Seqanswers Leaderboard Ad

Collapse

Announcement

Collapse
No announcement yet.
X
 
  • Filter
  • Time
  • Show
Clear All
new posts

  • GATK - GenomeAnalysisTK - option -R

    Hello,

    I am using GATK for the first time. I try to use SomaticIndelDetectorWalker. I have difficulties with the option -R ref.fasta.

    I read:
    --refseq String NA Name of RefSeq transcript annotation file. If specified, indels will be annotated with GENOMIC/UTR/INTRON/CODING and with the gene name
    From this, I understand that this option is not mandatory. When I try:
    java -Xmx2g -jar GenomeAnalysisTK.jar -T SomaticIndelDetector -o indels.vcf -verbose indels.txt -I:normal ../../../../data/patient1/s_garma-fibros_converted.bam -I:tumor ../../../../data/patient1/s_garma-296_converted_sorted.bam
    I have the error:
    ##### ERROR ------------------------------------------------------------------------------------------
    ##### ERROR A USER ERROR has occurred (version 1.4-15-gcd43f01):
    ##### ERROR The invalid arguments or inputs must be corrected before the GATK can proceed
    ##### ERROR Please do not post this error to the GATK forum
    ##### ERROR
    ##### ERROR See the documentation (rerun with -h) for this tool to view allowable command-line arguments.
    ##### ERROR Visit our wiki for extensive documentation http://www.broadinstitute.org/gsa/wiki
    ##### ERROR Visit our forum to view answers to commonly asked questions http://getsatisfaction.com/gsa
    ##### ERROR
    ##### ERROR MESSAGE: Walker requires a reference but none was provided.
    ##### ERROR ------------------------------------------------------------------------------------------
    It seems that I should provide a reference fasta file.
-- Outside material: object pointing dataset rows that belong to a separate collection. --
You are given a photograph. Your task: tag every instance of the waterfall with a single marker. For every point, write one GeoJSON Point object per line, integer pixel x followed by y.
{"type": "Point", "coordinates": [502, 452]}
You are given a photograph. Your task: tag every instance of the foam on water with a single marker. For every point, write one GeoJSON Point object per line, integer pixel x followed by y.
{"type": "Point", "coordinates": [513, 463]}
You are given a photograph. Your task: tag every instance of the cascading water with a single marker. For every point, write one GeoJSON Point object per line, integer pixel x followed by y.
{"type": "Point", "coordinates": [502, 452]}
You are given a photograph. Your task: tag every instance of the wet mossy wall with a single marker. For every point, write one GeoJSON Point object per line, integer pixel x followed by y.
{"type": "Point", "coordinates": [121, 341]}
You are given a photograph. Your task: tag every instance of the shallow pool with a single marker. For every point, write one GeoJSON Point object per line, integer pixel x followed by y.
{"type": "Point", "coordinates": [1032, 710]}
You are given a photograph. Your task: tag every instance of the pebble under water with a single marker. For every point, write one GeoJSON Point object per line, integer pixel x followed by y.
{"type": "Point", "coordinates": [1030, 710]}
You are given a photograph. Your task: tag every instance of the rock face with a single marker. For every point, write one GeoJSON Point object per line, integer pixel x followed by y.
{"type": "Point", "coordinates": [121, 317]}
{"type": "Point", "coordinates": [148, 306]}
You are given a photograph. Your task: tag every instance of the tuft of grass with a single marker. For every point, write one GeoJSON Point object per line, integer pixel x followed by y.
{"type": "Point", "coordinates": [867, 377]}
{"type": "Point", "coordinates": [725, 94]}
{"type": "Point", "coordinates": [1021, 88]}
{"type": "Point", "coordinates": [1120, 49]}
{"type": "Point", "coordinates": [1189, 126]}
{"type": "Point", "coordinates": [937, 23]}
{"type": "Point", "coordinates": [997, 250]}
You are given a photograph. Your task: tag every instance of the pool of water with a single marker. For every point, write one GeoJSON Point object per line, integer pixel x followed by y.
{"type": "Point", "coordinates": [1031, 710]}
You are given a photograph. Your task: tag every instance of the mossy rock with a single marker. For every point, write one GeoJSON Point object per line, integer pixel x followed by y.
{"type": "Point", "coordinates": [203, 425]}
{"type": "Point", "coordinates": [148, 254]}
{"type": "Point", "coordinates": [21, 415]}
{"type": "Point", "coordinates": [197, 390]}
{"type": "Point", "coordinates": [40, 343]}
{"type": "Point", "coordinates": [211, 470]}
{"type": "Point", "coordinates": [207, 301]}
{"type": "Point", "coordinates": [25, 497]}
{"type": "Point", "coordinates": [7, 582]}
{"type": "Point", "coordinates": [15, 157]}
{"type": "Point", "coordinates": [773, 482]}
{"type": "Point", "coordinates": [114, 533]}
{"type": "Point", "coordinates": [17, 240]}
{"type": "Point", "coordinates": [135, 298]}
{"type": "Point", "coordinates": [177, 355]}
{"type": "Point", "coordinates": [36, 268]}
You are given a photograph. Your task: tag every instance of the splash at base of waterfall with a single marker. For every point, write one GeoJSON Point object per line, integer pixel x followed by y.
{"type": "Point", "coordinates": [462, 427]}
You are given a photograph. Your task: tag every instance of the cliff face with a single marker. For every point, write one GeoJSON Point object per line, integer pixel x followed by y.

Then, I tried:

    java -Xmx2g -jar GenomeAnalysisTK.jar -R ~/hg19.fasta -T SomaticIndelDetector -o indels.vcf -verbose indels.txt -I:normal ../../../../data/patient1/s_garma-fibros_converted.bam -I:tumor ../../../../data/patient1/s_garma-296_converted_sorted.bam
    but I have this error:
    ##### ERROR A USER ERROR has occurred (version 1.4-15-gcd43f01):
    ##### ERROR The invalid arguments or inputs must be corrected before the GATK can proceed
    ##### ERROR Please do not post this error to the GATK forum
    ##### ERROR
    ##### ERROR See the documentation (rerun with -h) for this tool to view allowable command-line arguments.
    ##### ERROR Visit our wiki for extensive documentation http://www.broadinstitute.org/gsa/wiki
    ##### ERROR Visit our forum to view answers to commonly asked questions http://getsatisfaction.com/gsa
    ##### ERROR
    ##### ERROR MESSAGE: Invalid command line: Failed to load reference dictionary
    I think the problem is my fasta file. The one that I provide contains only:
    Code:
    chr1	249250621	6	50	51	
    chr2	243199373	254235646	50	51	
    chr3	198022430	502299013	50	51	
    chr4	191154276	704281898	50	51	
    chr5	180915260	899259266	50	51	
    chr6	171115067	1083792838	50	51	
    chr7	159138663	1258330213	50	51	
    chr8	146364022	1420651656	50	51	
    chr9	141213431	1569942965	50	51	
    chr10	135534747	1713980672	50	51	
    chr11	135006516	1852226121	50	51	
    chr12	133851895	1989932775	50	51	
    chr13	115169878	2126461715	50	51	
    chr14	107349540	2243934998	50	51	
    chr15	102531392	2353431536	50	51	
    chr16	90354753	2458013563	50	51	
    chr17	81195210	2550175419	50	51	
    chr18	78077248	2632994541	50	51	
    chr19	59128983	2712633341	50	51	
    chr20	63025520	2772944911	50	51	
    chr21	48129895	2837230949	50	51	
    chr22	51304566	2886323449	50	51	
    chrX	155270560	2938654113	50	51	
    chrY	59373566	3097030091	50	51	
    chrMt	16571	3157591135	50	51
    Could someone explains me what is this refseq.fasta file precisely?
    Thanks for any help

  • #2
    I would like to add this question: I intend to use only the nucleotides which have a PHRED over 30. I haven't found an option to do that. Is it possible?

    Comment


    • #3
      Any idea?
      I compared my refSeq.fasta file to the exampleFASTA.fasta file. I've seen that the example file contains the nucleotides of the chromosome 3. Which is definitively not the format that I've provided...
      In my data, I've a folder containing one file per chromosome. Each file contains the nucleotide for the given chromosome. Should I merge those files to get the one I need?
      Thank you

      Comment


      • #4
        The "-R" option is for your reference genome fasta file. This is not to be confused with the refseq ROD for GATK (http://www.broadinstitute.org/gsa/wiki/index.php/RefSeq)

        I think you will need to generate a sequence dictionary using Picard that has the name
        ~/hg19.dict.

        java -jar $PICARD/CreateSequenceDictionary R=~/hg19.fasta O=~/hg19.dict

        This may solve it, however later versions of GATK do it on-the-fly.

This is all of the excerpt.